MicroRNA-489-3p inhibits neurite growth by regulating PI3K/AKT pathway in spinal cord injury.

Abstract

Spinal cord injury (SCI) is caused by mechanical disruption of the spinal cord. This primary injury is followed by a devastating secondary SCI. It has been shown that various microRNAs (miRNAs) are involved in secondary SCI. The present study explored the role of miR-489-3p on secondary SCI, and its underlying mechanisms. First, we determined the expression of miR-489-3p in blood samples of SCI patients and healthy controls. Further experiments were performed on human neural cell lines, treated with bupivacaine to induce neuron damage. The cultured neural cells were transfected with miR-489-3p mimic, ASO-miR-489-3p or negative control.

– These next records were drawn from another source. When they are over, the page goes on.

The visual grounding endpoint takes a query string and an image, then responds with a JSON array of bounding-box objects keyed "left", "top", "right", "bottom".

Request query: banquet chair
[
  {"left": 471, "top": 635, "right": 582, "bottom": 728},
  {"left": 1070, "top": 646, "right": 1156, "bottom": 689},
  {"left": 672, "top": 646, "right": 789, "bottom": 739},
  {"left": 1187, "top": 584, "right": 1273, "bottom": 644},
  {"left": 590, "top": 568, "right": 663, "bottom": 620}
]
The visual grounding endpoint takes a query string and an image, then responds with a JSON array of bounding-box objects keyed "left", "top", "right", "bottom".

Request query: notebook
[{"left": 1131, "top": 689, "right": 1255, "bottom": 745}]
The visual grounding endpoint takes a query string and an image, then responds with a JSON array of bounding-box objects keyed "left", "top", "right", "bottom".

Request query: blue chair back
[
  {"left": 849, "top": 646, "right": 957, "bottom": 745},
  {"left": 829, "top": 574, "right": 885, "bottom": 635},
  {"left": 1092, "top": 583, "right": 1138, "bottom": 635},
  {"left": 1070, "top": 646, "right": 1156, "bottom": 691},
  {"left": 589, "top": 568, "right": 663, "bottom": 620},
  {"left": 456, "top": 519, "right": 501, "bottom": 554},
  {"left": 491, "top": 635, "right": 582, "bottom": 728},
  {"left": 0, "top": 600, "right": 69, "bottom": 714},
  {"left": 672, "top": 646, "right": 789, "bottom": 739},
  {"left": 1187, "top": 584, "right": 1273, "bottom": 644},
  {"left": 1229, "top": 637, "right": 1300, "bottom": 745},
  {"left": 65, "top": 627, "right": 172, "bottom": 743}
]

We then measured cell proliferation and apoptosis in cultured neurons, followed by measurement of neurite outgrowth. After confirming NAA10 as a target gene for miR-489-3p, we measured expression of NAA10 in neurons transfected with miR-489-3p. Finally, we evaluated the effects of miR-489-3p on the PI3K/AKT signal pathway. miR-489-3p was highly expressed in SCI patients and in bupivacaine-treated injured neurons. In cell model, miR-489-3p inhibited proliferation of neurons and promoted apoptosis. miR-489-3p and bupivacaine synergistically inhibited neurite growth. NAA10 gene was negatively regulated by miR-489-3p. Overexpression of NAA10 reversed the effects of miR-489-3p on neurons. Lastly, we found that the inhibitory effects of miR-489-3p on neurons are mediated via activation of the PI3K/AKT pathway. Inhibition of PI3K/AKT pathway using miR-489-3p inhibitor reversed the effects of miR-489-3p on neurons.